В статье про Ж. Батая (“Письмо и различие”) Д. отмечает: “Описывая этот симулякр, немыслимый для философии, чья задача слепа, Батай, конечно же, должен сделать вид, что говорит на гегелевском языке” Стратегема Д. состоит не в “молчаливом мышлении”: речь идет об отторжении однозначности философского языка, за его двусмысленность. (Эта задача была сформулирована Д. уже в первом опубликованном тексте: Введении к “Началу геометрии” Гуссерля).

По мысли Д., проблема, в частности, состоит в том, что “ошибочно” отождествляют (Д. именует это “эмпиризмом”) “истины факта” и “истины разумные” (истины “первоначального” факта). Основание этих последних состоит не в способности разума постигать, познавать вещи a priori, а в отношении разума к этому “первоначальному факту” в отношении к чему-то иному. Место тождества “я=я” занимает различие: “эмпиризм” согласно Д., есть “сон чисто гетерологический в своем источнике мысли. Чистое мышление чистого различия. [...] Мы говорим сон, потому что он исчезает с наступлением дня и с восходом языка” Аристотелевское “необходимо остановиться” на уровне некоего “первоначального факта” Д. вслед за неокантианцами считает “философской безответственностью” Феноменологию, по мысли Д., необходимо “пересечь”, дабы не остаться в лоне позитивизма. Философическое вопрошание, по его мнению, должно быть бесконечным, то есть безукоризненным с точки зрения духа и буквы эмпиризма, но цель этого кардинально иная — элиминация традиционной метафизики как “метафизики наличия”

Размышления по этому спектру вопросов Д. начал еще во Введении к “Началу геометрии” Гуссерля в контексте проблем осуществимости феноменологии истории как определенной теории. По Гуссерлю, бытие не может не идентифицироваться со смыслом, бытие не может не являться для нас. Гуссерлианский “принцип принципов” полагает основанием истинности суждения относительно вещи интуицию вещи, наличествующей “собственной персоной”; этот принцип фундирован аксиомой постоянного отличия оригинала (интуиции, называемой “изначально дающей” самою вещь собственной персоной) и производного от нее продукта (интенции сознания, которые не были осуществлены посредством интуиции). Таким образом “сама вещь” выступает “открывающим фактом” существующим лишь единожды. В границах исторической феноменологии гуссер- левская идея “Живого Настоящего” предполагает то, что прошлое удерживается настоящим, настоящее же содержит наброски будущего. Из этого следует, что настоящее одновременно уже- прошедшее и только-наступающее] следовательно, еще-настоящее прошлое и уже-настоящее будущее конституируют: а) настоящее, которое уже-не-настоящее (прошлое людей) и

б) настоящее, еще-не-наступившее (будущее людей). Вот такая своеобычная двуипостасность настоящего, его несовпадение с самим собой и продуцируют различие. Гуссерль полагал возможным ходом к осмыслению такой ситуации противопоставление “в принципе/фактически” (“en droit/en fait”).

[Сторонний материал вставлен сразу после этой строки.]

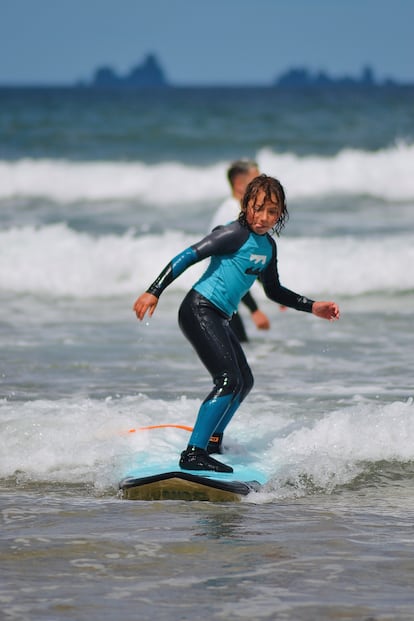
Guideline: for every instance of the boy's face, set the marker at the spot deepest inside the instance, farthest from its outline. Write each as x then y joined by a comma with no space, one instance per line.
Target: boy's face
262,214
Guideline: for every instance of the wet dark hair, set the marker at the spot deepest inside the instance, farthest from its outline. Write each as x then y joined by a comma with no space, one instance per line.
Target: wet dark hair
240,167
272,189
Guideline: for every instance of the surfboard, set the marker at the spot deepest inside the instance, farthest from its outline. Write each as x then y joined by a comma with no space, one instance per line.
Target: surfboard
165,480
192,485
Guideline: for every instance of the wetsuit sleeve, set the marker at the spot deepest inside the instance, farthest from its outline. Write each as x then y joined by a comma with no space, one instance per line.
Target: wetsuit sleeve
223,240
277,293
250,302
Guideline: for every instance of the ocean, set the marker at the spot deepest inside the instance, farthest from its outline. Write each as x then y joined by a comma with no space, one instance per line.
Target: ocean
98,191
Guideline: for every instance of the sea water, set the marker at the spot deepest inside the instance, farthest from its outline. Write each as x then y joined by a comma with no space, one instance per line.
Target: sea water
98,191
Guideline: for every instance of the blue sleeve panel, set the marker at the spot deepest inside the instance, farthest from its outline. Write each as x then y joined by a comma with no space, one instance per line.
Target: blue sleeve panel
174,269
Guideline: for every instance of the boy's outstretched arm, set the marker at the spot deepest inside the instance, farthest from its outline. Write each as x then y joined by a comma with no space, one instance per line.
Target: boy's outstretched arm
326,310
145,302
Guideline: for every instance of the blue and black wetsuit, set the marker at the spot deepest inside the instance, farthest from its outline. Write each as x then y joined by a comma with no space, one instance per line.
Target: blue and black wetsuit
238,258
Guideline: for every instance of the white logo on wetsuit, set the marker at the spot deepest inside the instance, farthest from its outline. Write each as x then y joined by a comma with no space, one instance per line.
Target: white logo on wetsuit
258,258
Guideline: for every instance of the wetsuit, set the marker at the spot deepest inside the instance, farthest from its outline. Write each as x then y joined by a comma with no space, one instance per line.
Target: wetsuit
238,258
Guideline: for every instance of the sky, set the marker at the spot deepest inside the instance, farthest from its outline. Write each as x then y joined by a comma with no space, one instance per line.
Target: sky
216,42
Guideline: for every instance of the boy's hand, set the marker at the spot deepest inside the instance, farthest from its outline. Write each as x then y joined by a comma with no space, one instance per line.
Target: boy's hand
326,310
145,302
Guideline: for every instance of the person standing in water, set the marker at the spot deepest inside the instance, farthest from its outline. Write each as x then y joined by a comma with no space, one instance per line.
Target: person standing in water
240,253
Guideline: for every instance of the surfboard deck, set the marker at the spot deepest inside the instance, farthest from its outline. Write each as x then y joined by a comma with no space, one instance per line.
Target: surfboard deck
184,485
163,479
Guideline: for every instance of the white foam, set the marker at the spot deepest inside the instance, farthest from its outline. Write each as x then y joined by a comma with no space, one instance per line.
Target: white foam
386,173
56,260
88,441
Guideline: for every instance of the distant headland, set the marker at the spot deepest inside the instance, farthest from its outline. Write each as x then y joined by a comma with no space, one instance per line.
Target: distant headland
150,74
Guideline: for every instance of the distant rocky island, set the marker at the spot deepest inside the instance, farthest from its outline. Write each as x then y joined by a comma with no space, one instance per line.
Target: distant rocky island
302,77
150,74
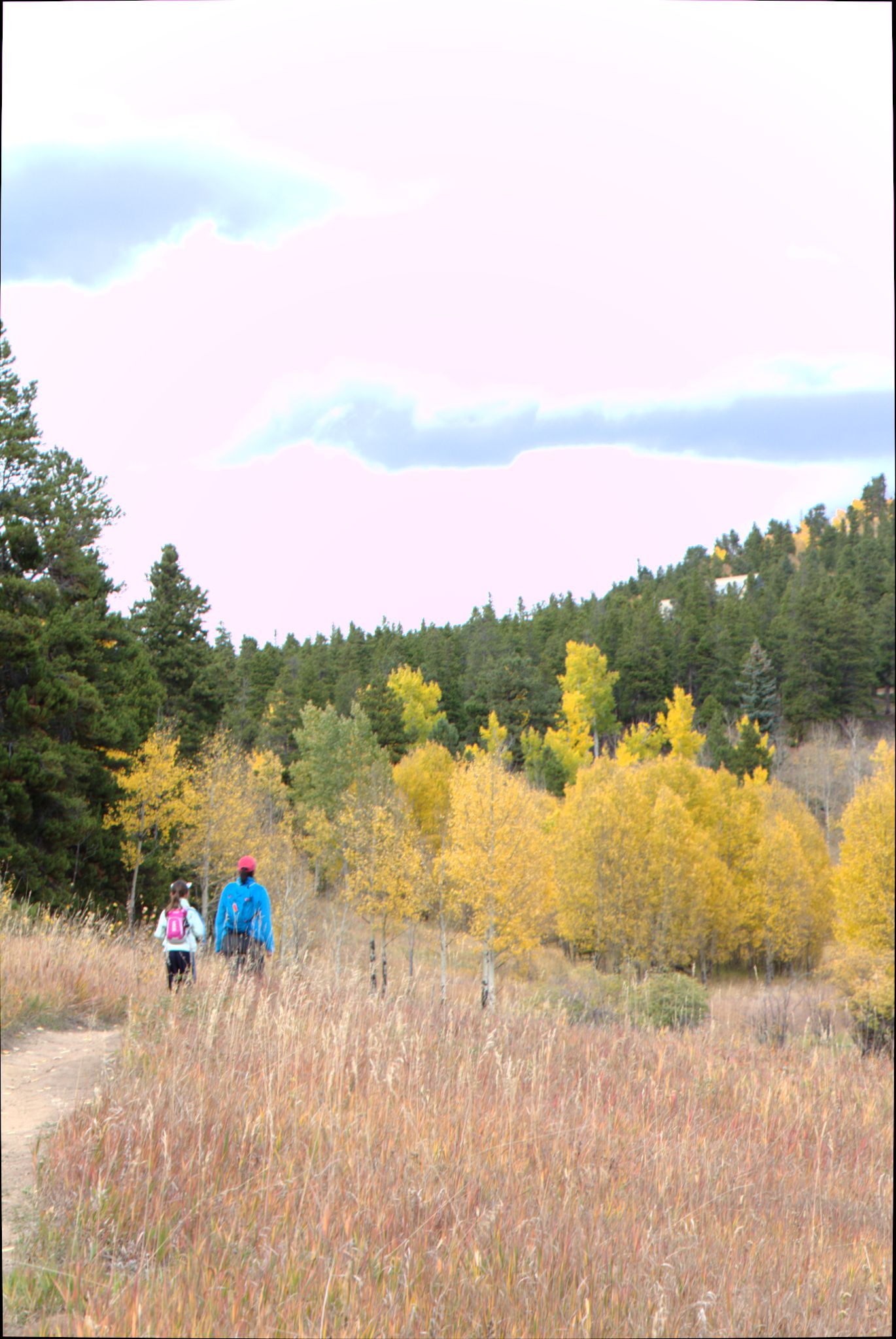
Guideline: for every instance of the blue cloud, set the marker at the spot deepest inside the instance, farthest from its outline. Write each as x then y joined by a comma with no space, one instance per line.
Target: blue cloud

Согласно же Д., возможна наша встреча с наличествующими памятниками, смысл которых для нас не очевиден (у Д. “ускользает” от человека). Таковые памятники выступают наличествующими следами (см. След) прошлого, людям о них ничего не известно. Таким образом, оказывается невозможным установить, чем было это прошлое в собственную бытность настоящим. Тем не менее даже в том случае, когда нам не удается совместить: а) смысл памятника (следа) “для них” (в его собственном прошлом) и б) смысл “для нас” следа, (для нас) лишенного смысла, мы a priori убеждены в том, что это осмысляемое нами прошлое в свою бытность настоящим имело все качества (для нас) настоящего. Иное оказывается тем же самым. В итоге история оказывается “чистой историей смысла”, трансляцией смысла через поколения.

В отмеченном контексте показательны рассуждения Д. об истоках письма/письменности, усматриваемые им в двух своеобычных мотивациях: 1) “писать для ребенка” и 2) “принять или продолжить детство”

1. Согласно Д. (очерк “Хора”), “в платоновском диалоге “Тимей” египетский жрец признает самым древним афинское поселение, о котором, однако, кроме мифов, не сохранилось никаких иных свидетельств, а письменный &р- хив находится якобы в Египте. [...] Речь старого египетского жреца, в том виде, в каком она дошла до нас, пройдя серию воображаемых промежуточных передач... выдвигает на передний план письмо. Он попросту противопоставляет письмо мифу. Вы, греки говорит он Солону, — как дети, ведь у вас нет письменной традиции. Случись какой-нибудь катаклизм и вам придется все придумывать заново. У нас в Египте все записано, начиная с самых древних времен, и даже ваша, греков, собственная история. Вы не знаете, откуда происходит ваш теперешний город, потому что те, кто выжил после частых катастроф, тоже умирают, неспособные выразиться на письме. Лишенные письменных документов, вы прибегаете в ваших родословных к детским сказкам. Раз у вас нет письма, вам нужен миф”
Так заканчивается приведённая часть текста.